An impending overhaul of the national U.S. telecommunications database is prompting fears the transition could spark a catastrophic failure, crippling emergency communications networks across the United States, according to industry insiders who told the Washington Free Beacon the foreign firm handling the upcoming transition may not be prepared to initiate the switch.
On April 8, a foreign firm will initiate the first phase in a Federal Communications Commission-mandated overhaul of the national telecoms database that stores and facilitates millions of American phone numbers.
The national database, known as the Number Portability Administration Center (NPAC), handles 6 billion calls and texts per day, and if the system fails, no calls at all will be able to be placed. It is being taken over by a foreign-owned firm with a past of breaching U.S. national security clauses banning it from employing foreign workers, such as those tied to China.

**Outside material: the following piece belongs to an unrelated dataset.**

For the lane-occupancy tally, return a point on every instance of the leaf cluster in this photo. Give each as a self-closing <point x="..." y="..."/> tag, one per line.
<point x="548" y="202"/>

Ahead of the deadline, industry insiders have been raising concerns that iconnectiv, the firm responsible for handling the nation-wide transition, is not prepared to implement the switch, a situation that could cripple emergency services and interrupt cell service for scores of Americans.
The first phase of the transition will focus on nine American states in the southeast, as well as Puerto Rico and the U.S. Virgin Islands. Industry insiders told the Free Beacon that there is currently no mechanism in place to return to the existing telecoms database should something catastrophic occur during the impending transition.
“First responders won’t be able to reach people in need, the FBI and other law enforcement will lose a critical tool in conducting wiretaps, and consumers could face long stretches without wireless service,” said one source with direct knowledge of the situation.
iConnectiv, formally known as the Swedish-owned firm Telcordia, has been working on an expedited timeline to implement to transition after it was forced to restart its work in the wake of a national security scandal.
Telcordia was caught in 2016 using a Chinese engineer to work on the sensitive database, a violation of national security clauses included in the firm’s contract with the U.S. government.
The use of foreign workers triggered an FBI investigation, forcing the company to restart its work, a situation that delayed the project for months and cost U.S. taxpayers some $375 million.
Now working on a rushed deadline ahead of the April 8 switch, industry insiders have been expressing concerns that the network is not ready for primetime, which could result in a catastrophic failure impacting scores of Americans.
“The bottom line is that it’s difficult to get a good read on whether everything is on target for April 8,” officials with Mobile Ecosystem, an industry consulting firm, wrote in a recent update on the situation. “Executives who have been involved with IT projects of this magnitude are concerned about the compressed time schedule for this project.”
“It was delayed for a time because some code that had been written by a Chinese citizen who did not have the proper security clearance had to be rewritten, which resulted in the testing schedule being substantially compressed,” the firm noted. “In an ideal world, given the volume of data involved, the production traffic should be mirrored for a time. But it does not appear that there’s a plan for that.”